Which is the real software suspend?
[Posted March 16, 2004 by corbet]
Laptop users may well have noticed that there are no less than three
competing software suspend implementations for the 2.6 kernel. Two of them
(pmdisk and swsusp) are in the kernel itself; the third (
swsusp2) is not, but is also the
implementation which has seen the most work over the last several months.
Unfortunately, none of these implementations could be said to be
production-level code. It
is possible to make a Linux system
suspend to disk and resume into something that still runs, but making it
work is not yet for the faint of heart.
The software suspend discussion began anew when Pavel Machek, the
maintainer of the in-kernel swsusp code, asked where things were going. Pavel's
preference, not surprisingly, would be to remove the pmdisk code and stick
with swsusp. Pavel is not alone in feeling this way. The pmdisk
implementation is a fork of the swsusp code created by Patrick Mochel, who
was not enjoying good relations with Pavel at the time. By some accounts, the pmdisk
code is better, but it suffers from a major problem: Patrick has gotten a
new job and has vanished from the kernel development world. As a result,
pmdisk has seen no development work for several months, and it is a rare
user who can make it work reliably. Unless Patrick surfaces and starts
working on the code again, it is likely to go away fairly soon.
The real question is what to do about swsusp2. This version of the suspend
code has seen significant work by Nigel Cunningham and others. It has
a number of features that others lack: the ability to abort a suspend
operation, a "nice display," compression of the saved image (which can
speed suspends and resumes on systems with slow disks), etc. The real
difference, though, is that swsusp2 is, for many people, the only version
that works at all reliably. So there is some real desire to see the
swsusp2 work merged into 2.6, and further development efforts concentrated
there.
The hangup seems to be the fact that the swsusp2 patch is large, and
it touches a great many core files. Many of those changes are aimed at
making the "refrigerator" work better. Before a system can be suspended,
all processes must be put into a quiet, known state. This works by
setting a "freeze" flag and sending a signal to every process telling it to
put itself into the refrigerator. Once all processes are nicely chilled,
the system can save its state and suspend itself.
Processes will not refrigerate themselves immediately; they must first get
to a point where they hold no important resources. Sometimes, a process
must get something from another process before it can be refrigerated; the
example that is often raised is a process waiting for a response from an
NFS server process. If the NFS server is refrigerated first, the other
process will never get to where it can be frozen, and the suspend operation
will fail. To avoid this sort of situation, the swsusp2 developers have
gone to great lengths to identify places where a process should not, yet, be
refrigerated. The result is a great many macros with names like
SWSUSP_ACTIVITY_STARTING sprinkled widely though the code. If
software suspend is not configured into the kernel, these macros simply
vanish, so the actual changes to the core kernel are smaller than a look at
a simple diffstat listing would indicate. Swsusp2 remains a large patch,
however.
Nigel has offered to provide a version of swsusp2 which lacks the intrusive
refrigerator changes, though he warns that it will eventually become clear
that those changes are needed. Andrew Morton has indicated that this would be a step in the
right direction, but he is asking for more:
Even happier would be a series of small, well explained patches
which bring swsusp into a final shape upon which more than one
developer actually agrees.
These wholesale replacements and deletions are an indication that
something has gone wrong with the development process here.

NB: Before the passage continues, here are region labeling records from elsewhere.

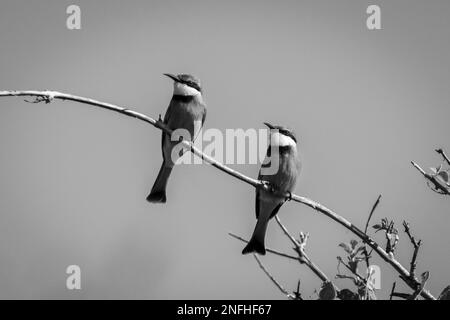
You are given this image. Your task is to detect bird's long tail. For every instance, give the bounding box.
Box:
[147,162,173,203]
[242,219,269,255]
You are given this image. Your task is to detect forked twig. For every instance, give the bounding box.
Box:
[0,91,436,300]
[253,254,295,300]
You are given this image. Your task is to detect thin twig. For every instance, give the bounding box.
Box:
[403,221,422,277]
[363,194,381,268]
[228,232,298,261]
[389,282,397,300]
[435,149,450,166]
[275,216,332,284]
[364,194,381,234]
[253,254,295,300]
[337,257,367,284]
[0,91,436,300]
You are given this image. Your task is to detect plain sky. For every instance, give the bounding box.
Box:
[0,0,450,299]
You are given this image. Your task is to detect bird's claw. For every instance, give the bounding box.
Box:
[286,191,292,201]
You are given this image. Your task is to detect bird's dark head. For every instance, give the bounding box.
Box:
[164,73,202,96]
[264,122,297,147]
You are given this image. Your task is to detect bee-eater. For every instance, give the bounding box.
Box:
[242,123,301,255]
[147,73,206,203]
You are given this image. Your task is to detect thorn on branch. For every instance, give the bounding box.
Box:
[253,254,295,299]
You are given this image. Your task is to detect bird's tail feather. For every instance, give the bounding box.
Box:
[147,163,172,203]
[242,220,267,255]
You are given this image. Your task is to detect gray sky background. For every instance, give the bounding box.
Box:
[0,0,450,299]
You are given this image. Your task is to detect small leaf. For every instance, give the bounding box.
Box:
[421,271,430,287]
[319,281,336,300]
[438,286,450,300]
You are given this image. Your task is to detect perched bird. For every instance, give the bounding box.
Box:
[242,123,301,255]
[147,73,206,203]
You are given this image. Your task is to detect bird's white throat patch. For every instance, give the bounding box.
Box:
[173,82,201,96]
[270,131,297,147]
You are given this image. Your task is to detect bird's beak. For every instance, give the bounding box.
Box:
[164,73,180,82]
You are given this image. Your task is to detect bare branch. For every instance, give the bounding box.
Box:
[389,282,397,300]
[228,232,298,261]
[0,91,436,300]
[411,161,450,195]
[337,257,367,284]
[363,194,381,268]
[435,149,450,166]
[403,221,422,277]
[364,194,381,233]
[253,254,295,300]
[275,216,332,284]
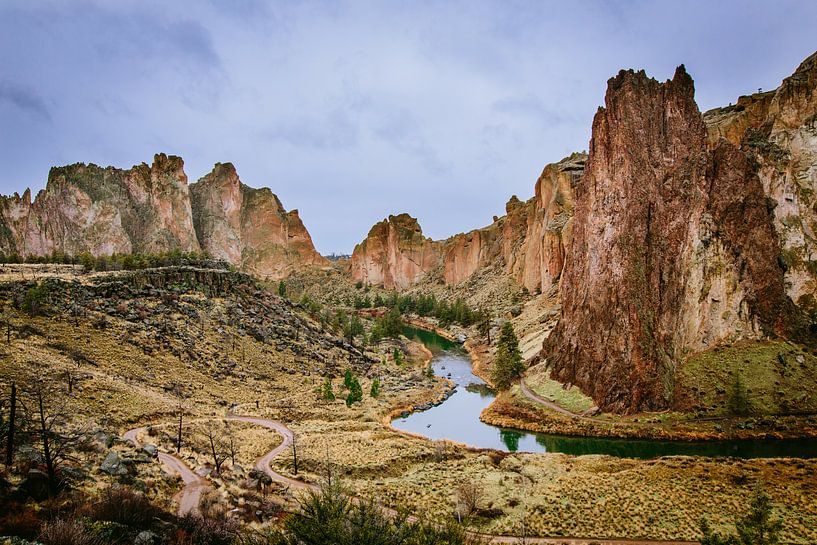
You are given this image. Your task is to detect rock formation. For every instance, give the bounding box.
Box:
[0,153,323,278]
[543,62,813,412]
[350,214,440,289]
[190,163,326,279]
[351,153,587,292]
[0,153,199,256]
[704,53,817,316]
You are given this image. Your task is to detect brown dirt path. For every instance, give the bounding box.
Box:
[124,427,210,515]
[125,414,698,545]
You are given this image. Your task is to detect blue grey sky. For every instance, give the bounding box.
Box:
[0,0,817,253]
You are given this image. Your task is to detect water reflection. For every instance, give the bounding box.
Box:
[393,328,817,458]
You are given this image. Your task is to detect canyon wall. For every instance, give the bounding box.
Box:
[543,62,813,412]
[0,153,323,278]
[190,163,326,279]
[351,153,587,293]
[350,214,441,289]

What clearly needs to happen is that the swsusp2 work needs to be broken
down into a long series of patches of the type that the kernel developers
like to see: small and focused. That will be a significant effort, and
the swsusp2 developers appear to lack the time to do that anytime soon.
Now, perhaps, is the time for people who are concerned about a working
software suspend solution (which Linux really does need) to get together to
bring an end to the current, confused situation.